As empresas de comunicação no Brasil nos têm brindado com uma versão única e replicada a respeito da Segurança Pública. O Estado tem ferramentas para lograr esse consenso. A mais importante é a verba publicitária. O jornal Le monde Diplomatique na sua edição nacional segue essas mesmas diretivas.
O fato que chama a atenção é que esse mesmo jornal conservador, fora do Brasil (e do patrocínio do governo FMI-PT), ao comentar as ações policiais acontecidas no Rio de Janeiro o faz desde um ponto de vista que aqui certamente lhe cortaria as verbas.
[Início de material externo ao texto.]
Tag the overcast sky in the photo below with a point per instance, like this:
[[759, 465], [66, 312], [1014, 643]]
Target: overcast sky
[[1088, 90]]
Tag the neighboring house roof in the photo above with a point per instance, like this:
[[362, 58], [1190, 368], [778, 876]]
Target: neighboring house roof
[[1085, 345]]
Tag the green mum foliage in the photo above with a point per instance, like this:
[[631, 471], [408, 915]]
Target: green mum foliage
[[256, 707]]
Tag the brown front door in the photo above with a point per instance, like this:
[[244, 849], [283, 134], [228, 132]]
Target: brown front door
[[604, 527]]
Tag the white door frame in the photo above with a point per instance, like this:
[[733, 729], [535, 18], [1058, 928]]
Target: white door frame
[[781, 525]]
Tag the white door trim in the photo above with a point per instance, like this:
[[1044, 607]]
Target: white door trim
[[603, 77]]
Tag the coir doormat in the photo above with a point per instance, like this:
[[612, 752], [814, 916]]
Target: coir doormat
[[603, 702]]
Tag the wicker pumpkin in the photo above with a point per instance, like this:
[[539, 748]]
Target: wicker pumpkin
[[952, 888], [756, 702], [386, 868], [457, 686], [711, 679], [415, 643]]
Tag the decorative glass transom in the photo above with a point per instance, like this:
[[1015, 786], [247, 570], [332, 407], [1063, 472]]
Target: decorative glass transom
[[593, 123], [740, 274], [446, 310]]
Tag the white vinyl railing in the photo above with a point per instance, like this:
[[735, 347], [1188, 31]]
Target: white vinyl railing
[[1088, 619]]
Na sua edição Cono Sur (destinada à Argentina, Uruguai e Paraguai) de janeiro, traz uma série de reportagens cujo foco principal é a polícia como elemento mafioso nos dois maiores países da América do Sul, intitulada O Estado refém do crime organizado.
O título grandiloquente, entretanto, esconde que, de fato, o Estado não é refém nenhum do crime organizado, senão que organizador, promotor e defensor dos crimes aos quais finge dar combate, o utilizando como pretexto para implementar as mais brutais políticas antipovo contra os pobres.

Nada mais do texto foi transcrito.